Given a plan so brimming with boldness, so elegantly simplistic, so audaciously hopeful I suppose, some skepticism by the timid, the unaudacious, the unhopeful is to be expected.  But remember:  people also laughed when the president assured a doubtful nation that his stimulus plan would limit the unemployment rate to 8%.  Today, unemployment is 9.8% and rising.  How many among that 9.8%, basking in the afterglow of Obamanomics, are laughing now?

Others might say (or naysay) that if one dilutes medicine to the point where it no longer cures anything then it is not really medicine, becoming (in their view) a kind of non-medicine, or "medicine."  But of course, it is medicine for the simple reason that the label, clearly visible on every bottle, will say so.  If the federal government can print money, it can print labels.  To believe otherwise -- to believe that filling bottles with "medicine" that really isn't medicine is ineffectual, even harmful -- then one must also believe, simply as a matter of logic, that filling wallets and bank vaults with "money" that really isn't money is ineffectual and harmful, too.  Yet our leaders, buttressed and inspired by the impressive, blatantly illogical theories of John Maynard Keynes -- arguably the greatest (and therefore, by definition, most convincing) quack economist ever -- assure us that it is not.  Indeed, any reader having difficulty imagining how my plan could possibly function in the real world need only imagine Keynes running the Food and Drug Administration, and he will have the concept in a nutshell.

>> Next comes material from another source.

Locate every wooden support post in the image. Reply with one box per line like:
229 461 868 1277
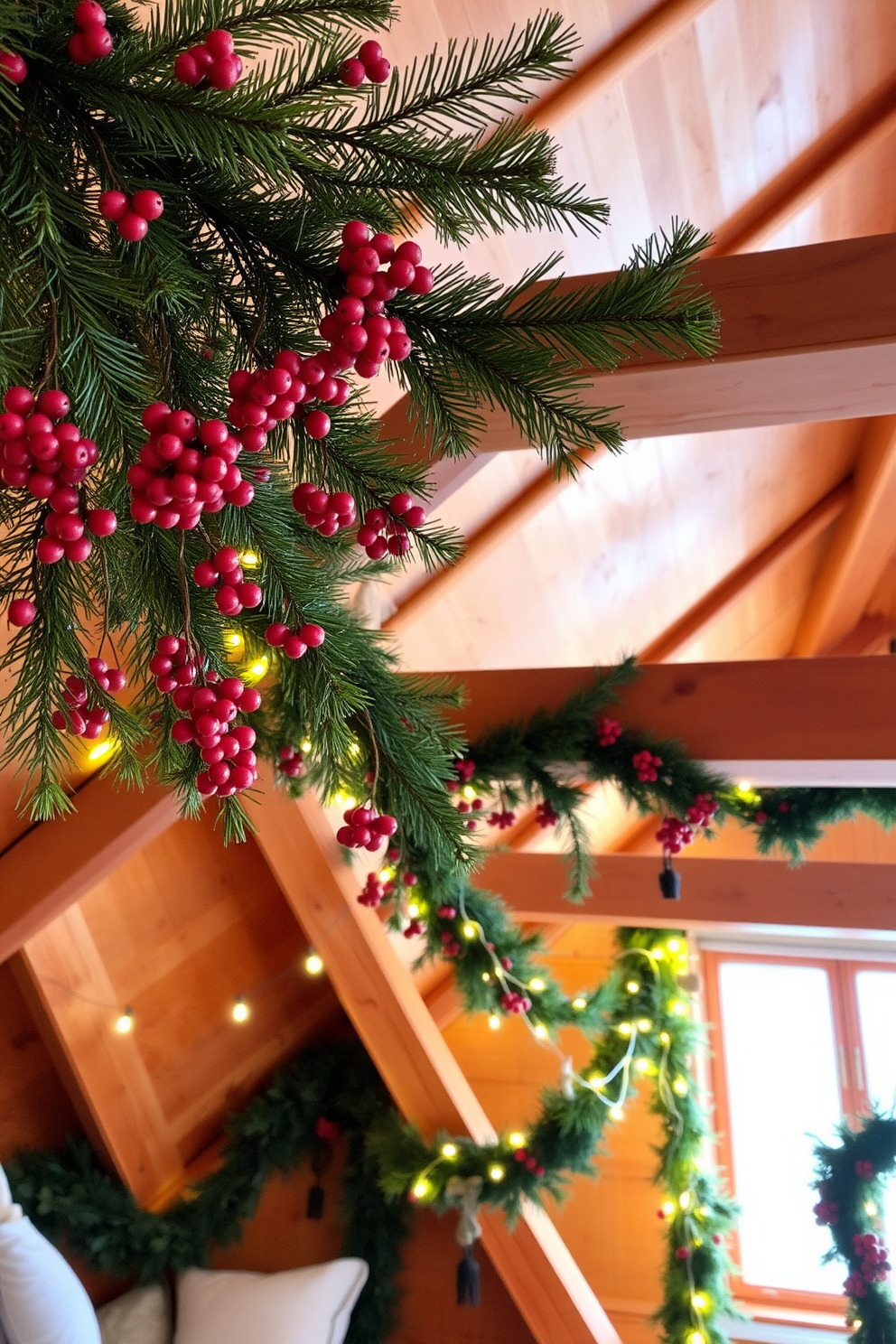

Which is not to say that my proposal is perfect; it is not.  Yes, some swine flu victims may become ill, perhaps even die, when injected with 90% (or more) tap water instead of 100% swine flu vaccine.  But any loss of life should be more than offset when the plan, if implemented, produces its most beneficial byproduct: jobs. For undertakers. Gravediggers. Casket-makers. Florists. (And let's not forget the revenue from presents for the women who love these brave businessmen.)

And finally, one advantage my plan has that the president's economic stimulus does not: unlike his, my plan will not be inflationary.  "You can't take it with you" is not just a saying.  The dead really do spend less than the living.  Combine the production of increasing numbers of bottles of 90% (or more) tap water with fewer people alive to buy those bottles and the result is a "perfect calm" of less money chasing more goods-the very antithesis of inflation.

For us Conservatives, my proposal will not be easy to accept.  It will require us to eschew common sense: to believe, literally, that one can get something for nothing. Above all, it will require us to see people not as unique, independent entities created by a Divine Intelligence, but as Thomas Sowell's 'blocks of wood': mere cogs in an enormous, impersonal machine called "society." This worldview comes naturally to the Liberal, but only with great difficulty to the Conservative, if ever.

But with patient instruction from towering Liberal intellects such as a Barbara Boxer, a Pete Stark, perhaps even a Joe Biden, and with-yes!-the audacity to hope, perhaps- perhaps-we can begin to learn.